On a broader scale, it also is testing the extent of an employer’s responsibility to its employees.

This week, ten former hockey players for the National Hockey League (NHL) filed a federal class action lawsuit alleging the NHL failed to protect them from concussions and injuries that allegedly contribute to dementia and other brain ailments later in life.

The NHL lawsuit follows the settlement  last August of a similar lawsuit against the National Football League in which the NFL agreed to pay $765 million to settle claims from former players alleging the NFL failed to protect them from brain damage caused by repeated concussions.

Off the field or rink, if an employer knowingly permits working conditions that cause employees to suffer serious injury, the employer might be investigated and perhaps even prosecuted by federal authorities. (i.e.  prosecution of Massey Coal Mine official, 2012).

The Occupational Safety and Health  Act requires employers to provide their employees with work and a workplace free from recognized, serious hazards.  The Occupational Safety and Health Administration regularly investigates employers who fail to provide workers with proper safety equipment, resulting in injuries.
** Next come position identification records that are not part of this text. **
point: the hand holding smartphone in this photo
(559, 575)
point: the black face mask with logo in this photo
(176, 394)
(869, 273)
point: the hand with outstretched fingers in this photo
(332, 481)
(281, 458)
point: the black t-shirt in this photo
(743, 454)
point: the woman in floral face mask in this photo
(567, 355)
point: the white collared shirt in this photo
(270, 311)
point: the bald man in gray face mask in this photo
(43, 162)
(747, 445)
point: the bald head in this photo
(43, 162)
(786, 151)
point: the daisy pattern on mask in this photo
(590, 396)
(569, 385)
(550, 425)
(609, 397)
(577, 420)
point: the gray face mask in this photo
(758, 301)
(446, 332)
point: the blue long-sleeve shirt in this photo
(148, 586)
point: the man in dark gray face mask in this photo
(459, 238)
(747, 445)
Why are injuries that stem from working in a mine or with heavy machinery more serious than injuries that result from playing a professional sport?  Professional sports may be big business but they are fundamentally just entertainment. Shouldn’t the U.S. Department of Labor hold all employers to the same standard?

Unnecessary Violence

I attended hockey games in the 1990s because I enjoyed watching the skill of players on ice skates handling a hockey puck  traveling 100 miles per hour down the ice.  But each game featured  players slammed violently against the plastic partitions and bloody battles over nothing more than macho posturing. I stopped going because it was too violent.
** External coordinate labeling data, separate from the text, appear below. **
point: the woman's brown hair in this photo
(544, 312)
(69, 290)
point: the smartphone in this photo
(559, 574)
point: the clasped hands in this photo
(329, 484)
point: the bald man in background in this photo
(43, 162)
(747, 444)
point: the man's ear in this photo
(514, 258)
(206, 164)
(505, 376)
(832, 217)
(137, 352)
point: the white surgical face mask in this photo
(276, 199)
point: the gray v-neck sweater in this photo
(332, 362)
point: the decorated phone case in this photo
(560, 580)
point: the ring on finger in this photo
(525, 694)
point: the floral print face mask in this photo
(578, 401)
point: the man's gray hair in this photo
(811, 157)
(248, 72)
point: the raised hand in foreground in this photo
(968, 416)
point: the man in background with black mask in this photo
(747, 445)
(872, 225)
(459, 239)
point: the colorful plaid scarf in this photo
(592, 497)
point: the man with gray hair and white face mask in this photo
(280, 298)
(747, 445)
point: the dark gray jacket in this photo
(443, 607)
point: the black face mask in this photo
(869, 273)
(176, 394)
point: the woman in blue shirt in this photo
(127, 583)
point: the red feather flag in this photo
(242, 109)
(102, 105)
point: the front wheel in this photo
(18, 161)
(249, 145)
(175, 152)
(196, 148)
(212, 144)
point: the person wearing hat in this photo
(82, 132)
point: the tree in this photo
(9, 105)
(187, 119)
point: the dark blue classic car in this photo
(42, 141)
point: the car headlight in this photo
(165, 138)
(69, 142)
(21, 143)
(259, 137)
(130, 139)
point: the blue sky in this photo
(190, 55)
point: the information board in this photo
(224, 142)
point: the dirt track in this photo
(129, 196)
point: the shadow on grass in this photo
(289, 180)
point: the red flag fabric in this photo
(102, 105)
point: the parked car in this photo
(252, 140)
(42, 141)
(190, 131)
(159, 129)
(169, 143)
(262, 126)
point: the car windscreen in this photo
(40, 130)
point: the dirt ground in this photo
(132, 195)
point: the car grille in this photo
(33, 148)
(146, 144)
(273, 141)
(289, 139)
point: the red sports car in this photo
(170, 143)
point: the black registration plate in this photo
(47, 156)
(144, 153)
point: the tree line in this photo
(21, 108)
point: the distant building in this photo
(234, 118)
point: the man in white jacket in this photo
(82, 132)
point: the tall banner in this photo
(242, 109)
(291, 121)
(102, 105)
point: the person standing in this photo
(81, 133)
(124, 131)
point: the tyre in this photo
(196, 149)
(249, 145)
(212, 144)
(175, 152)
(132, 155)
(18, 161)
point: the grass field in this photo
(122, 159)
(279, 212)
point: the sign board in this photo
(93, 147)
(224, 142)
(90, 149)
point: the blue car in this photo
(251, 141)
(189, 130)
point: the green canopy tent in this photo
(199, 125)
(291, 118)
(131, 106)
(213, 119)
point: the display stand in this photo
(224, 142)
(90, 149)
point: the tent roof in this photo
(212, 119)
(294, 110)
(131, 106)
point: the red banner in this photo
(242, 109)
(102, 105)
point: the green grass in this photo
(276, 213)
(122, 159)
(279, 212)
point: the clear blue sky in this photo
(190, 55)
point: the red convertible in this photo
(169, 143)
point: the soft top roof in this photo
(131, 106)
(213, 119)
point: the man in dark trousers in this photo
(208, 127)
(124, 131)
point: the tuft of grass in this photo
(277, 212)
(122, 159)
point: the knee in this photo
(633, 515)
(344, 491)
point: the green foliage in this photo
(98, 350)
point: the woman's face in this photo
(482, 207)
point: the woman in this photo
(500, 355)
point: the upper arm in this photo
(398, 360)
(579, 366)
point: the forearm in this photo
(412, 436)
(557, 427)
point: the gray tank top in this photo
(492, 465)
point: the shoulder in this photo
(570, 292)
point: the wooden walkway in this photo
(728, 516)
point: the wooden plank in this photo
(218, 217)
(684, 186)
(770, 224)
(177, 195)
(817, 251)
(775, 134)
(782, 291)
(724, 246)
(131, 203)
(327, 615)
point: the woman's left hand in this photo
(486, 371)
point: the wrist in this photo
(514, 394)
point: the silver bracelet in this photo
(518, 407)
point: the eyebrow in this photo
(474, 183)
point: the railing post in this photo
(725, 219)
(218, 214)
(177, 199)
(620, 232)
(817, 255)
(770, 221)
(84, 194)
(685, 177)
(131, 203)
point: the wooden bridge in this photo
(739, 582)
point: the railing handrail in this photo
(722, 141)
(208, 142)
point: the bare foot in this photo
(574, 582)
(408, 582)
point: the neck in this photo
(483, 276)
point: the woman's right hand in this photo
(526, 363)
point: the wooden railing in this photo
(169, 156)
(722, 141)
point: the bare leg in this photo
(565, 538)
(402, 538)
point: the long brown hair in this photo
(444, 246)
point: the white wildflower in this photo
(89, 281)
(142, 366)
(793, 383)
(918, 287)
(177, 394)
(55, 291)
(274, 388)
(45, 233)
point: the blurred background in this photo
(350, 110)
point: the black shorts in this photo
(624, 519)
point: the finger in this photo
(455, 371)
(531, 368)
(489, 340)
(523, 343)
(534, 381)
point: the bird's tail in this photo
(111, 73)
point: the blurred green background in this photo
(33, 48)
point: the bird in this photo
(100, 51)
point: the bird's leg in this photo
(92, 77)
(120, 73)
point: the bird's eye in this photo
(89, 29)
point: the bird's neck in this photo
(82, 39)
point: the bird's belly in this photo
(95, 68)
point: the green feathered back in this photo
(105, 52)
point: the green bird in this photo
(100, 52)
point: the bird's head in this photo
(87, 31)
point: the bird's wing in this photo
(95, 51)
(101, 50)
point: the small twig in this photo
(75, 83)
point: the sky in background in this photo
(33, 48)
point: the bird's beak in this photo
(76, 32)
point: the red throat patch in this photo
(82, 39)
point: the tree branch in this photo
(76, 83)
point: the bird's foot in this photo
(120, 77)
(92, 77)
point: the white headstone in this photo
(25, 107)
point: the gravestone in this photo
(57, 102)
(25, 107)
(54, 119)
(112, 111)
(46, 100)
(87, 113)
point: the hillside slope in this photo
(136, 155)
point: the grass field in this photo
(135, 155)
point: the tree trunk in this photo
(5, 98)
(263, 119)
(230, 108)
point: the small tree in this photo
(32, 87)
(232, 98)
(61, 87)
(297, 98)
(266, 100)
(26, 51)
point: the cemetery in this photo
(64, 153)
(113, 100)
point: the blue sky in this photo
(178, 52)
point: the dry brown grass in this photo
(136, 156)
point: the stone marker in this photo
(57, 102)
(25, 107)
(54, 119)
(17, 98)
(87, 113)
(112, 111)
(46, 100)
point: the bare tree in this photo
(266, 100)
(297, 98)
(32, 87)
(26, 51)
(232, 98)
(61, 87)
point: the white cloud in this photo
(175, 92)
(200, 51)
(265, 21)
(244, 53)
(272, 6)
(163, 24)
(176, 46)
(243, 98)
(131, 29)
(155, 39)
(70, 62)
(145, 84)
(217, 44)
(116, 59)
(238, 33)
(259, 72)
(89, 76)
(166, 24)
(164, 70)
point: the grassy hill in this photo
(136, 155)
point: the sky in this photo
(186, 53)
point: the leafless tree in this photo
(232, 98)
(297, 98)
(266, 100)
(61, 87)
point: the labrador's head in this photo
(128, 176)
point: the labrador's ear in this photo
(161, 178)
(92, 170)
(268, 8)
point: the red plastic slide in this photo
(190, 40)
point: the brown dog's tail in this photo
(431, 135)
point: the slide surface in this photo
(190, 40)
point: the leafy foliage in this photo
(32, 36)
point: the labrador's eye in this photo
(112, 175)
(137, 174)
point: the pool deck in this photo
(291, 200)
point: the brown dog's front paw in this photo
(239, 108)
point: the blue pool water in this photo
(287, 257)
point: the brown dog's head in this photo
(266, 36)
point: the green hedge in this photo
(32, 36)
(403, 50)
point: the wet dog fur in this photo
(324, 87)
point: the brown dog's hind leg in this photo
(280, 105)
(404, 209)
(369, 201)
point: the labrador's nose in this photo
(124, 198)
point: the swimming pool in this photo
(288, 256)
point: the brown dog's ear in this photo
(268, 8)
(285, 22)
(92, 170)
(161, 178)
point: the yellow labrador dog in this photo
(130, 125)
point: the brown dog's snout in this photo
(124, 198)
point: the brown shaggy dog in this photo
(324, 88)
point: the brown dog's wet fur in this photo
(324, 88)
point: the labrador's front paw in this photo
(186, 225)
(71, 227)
One of the players I watched in Pittsburgh was Bradley Aitken, who is a named plaintiff in the NHL  lawsuit.

It never occurred to me that Aiken and other players were potentially incurring permanent brain damages  but, according to the lawsuit, the NHL did know and still did nothing to protect the players.

The  NHL made it a penalty in 2010 to target a player’s head but still permits fighting and body checking.  Many hockey teams employ “enforcers” whose main job is to fight or violently body-check opponents.
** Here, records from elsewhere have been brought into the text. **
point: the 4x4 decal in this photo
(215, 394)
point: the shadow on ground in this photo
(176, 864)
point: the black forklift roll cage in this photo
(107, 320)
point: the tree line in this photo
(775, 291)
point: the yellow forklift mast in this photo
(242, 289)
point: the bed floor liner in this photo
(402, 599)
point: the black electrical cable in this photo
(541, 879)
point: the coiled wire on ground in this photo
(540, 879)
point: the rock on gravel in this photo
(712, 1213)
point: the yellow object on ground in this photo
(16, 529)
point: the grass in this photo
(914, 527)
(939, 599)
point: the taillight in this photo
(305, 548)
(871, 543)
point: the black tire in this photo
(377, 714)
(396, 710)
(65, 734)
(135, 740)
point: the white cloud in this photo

“The NHL’s active and purposeful concealment of the severe risks of brain injuries exposed players to unnecessary dangers they could have avoided had the NHL provided them with truthful and accurate information and taken appropriate action to prevent needless harm,” the lawsuit says.

The players seek damages and court-approved, NHL-sponsored medical monitoring for the players’ brain trauma and/or injuries.

Bill Daly, the league’s Deputy Commissioner, issued a statement Monday: “ … [W]e are completely satisfied with the responsible manner in which the league and the players’ association have managed player safety over time, including with respect to head injuries and concussions.”

The NHL lawsuit was filed in United States District Court for the District of Columbia on behalf of players who retired on or before February 14, 2013.